Der jüdische Kindergarten, die jüdische Schule, die vielfältigen Ausbildungsangebote, ein koscheres Restaurant – ohne die Angebote ihrer Gemeinde wäre ihr jüdisches Leben deutlich ärmer, sagt Nadia Schapiro.
Wo die einen praktische Unterstützung für religiöse Lebensführung finden, geht es anderen grundsätzlich um eine Zugehörigkeit zum Kollektiv – so erklärt der seit 2005 in Berlin lebende Hochschullehrer Micha Brumlik:
"Es ist mir wichtig, Mitglied der jüdischen Gemeinde zu sein, weil ich damit sowohl für mich selbst als auch für andere bekunde, Mitglied der jüdischen Gemeinschaft zu sein."
Religiöser Pluralismus innerhalb der Gemeinde
Brumlik bezeichnet sich als traditionell-säkular. Er entzündet Kerzen zum Schabbat, besucht die Synagoge an den Feiertagen, lebt aber nicht koscher. Seit er 1952 als Fünfjähriger mit seinen Eltern aus der Schweiz nach Berlin zog, gehört er einer Gemeinde an. Brumlik schätzt die religiöse Vielfalt in Berlin:
"Die jüdische Gemeinde zu Berlin ist, was den religiösen Pluralismus angeht, vorbildlich. Ich finde auch sehr gut, inwieweit sie hier in Berlin Schulen betreibt, an der Volkshochschule hab ich mal ein, zwei Veranstaltungen mitgemacht, die fand ich ganz gut."

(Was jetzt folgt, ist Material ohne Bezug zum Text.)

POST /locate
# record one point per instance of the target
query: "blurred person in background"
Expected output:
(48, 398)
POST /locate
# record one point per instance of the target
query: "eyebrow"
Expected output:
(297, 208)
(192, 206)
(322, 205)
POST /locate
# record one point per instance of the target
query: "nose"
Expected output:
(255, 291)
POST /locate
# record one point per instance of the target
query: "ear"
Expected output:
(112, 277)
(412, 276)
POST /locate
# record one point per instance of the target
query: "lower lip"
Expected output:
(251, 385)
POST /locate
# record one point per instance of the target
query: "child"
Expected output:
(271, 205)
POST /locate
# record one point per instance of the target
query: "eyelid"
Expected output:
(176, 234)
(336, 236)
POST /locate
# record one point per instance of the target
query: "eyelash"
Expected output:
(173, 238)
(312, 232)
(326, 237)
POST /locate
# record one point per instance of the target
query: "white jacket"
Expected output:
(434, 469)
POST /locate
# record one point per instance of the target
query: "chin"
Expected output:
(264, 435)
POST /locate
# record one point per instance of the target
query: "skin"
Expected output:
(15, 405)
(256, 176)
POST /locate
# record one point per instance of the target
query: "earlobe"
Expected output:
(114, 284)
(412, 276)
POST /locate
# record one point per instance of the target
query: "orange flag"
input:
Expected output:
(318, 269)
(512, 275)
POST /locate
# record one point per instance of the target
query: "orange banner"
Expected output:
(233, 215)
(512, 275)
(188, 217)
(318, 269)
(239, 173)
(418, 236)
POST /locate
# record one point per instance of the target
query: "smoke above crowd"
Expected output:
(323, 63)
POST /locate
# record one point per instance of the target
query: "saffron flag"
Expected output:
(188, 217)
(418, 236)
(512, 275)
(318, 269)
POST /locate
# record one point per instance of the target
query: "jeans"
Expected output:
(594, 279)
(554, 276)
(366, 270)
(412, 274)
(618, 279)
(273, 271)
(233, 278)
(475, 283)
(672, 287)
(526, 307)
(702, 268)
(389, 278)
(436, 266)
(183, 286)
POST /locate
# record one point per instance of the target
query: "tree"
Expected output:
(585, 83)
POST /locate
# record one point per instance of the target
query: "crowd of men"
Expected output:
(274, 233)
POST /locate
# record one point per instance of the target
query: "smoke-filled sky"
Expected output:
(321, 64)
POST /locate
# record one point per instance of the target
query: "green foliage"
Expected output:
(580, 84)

Eva Umlauf erklärt: "Die Gemeinde ist schon ein Treffpunkt, wo manche Leute durch die religiöse Schiene sehr viel Zusammenhalt finden – das ist bei mir nicht der Fall, ich bin eher auf der kulturellen Schiene in der Gemeinde, wo ich bei Lesungen, Filmvorführungen, Orchesterkonzerten sehr gerne dabei bin."
Kulturelle Veranstaltungen für alle
Die Schoah-Überlebende Umlauf begrüßt, dass diese kulturellen Veranstaltungen auch der nicht-jüdischen Mehrheitsgesellschaft offenstehen. Und zugleich schätzt sie, dass die jüdische Gemeinde ihr einen Raum bietet, um über innerjüdische Themen geschützt zu sprechen. Aber noch etwas ist ihr als Jüdin und Überlebende wichtig:
"Ich bin schon in einem Alter, wo man denkt, dass man irgendwann auch auf dem jüdischen Friedhof liegen möchte. Und wenn du nicht ein Gemeindemitglied bist, dann kannst du nicht auf den jüdischen Friedhof – und das ist mir schon ganz wichtig, dass man, wenn man jüdisch lebt, auch jüdisch stirbt."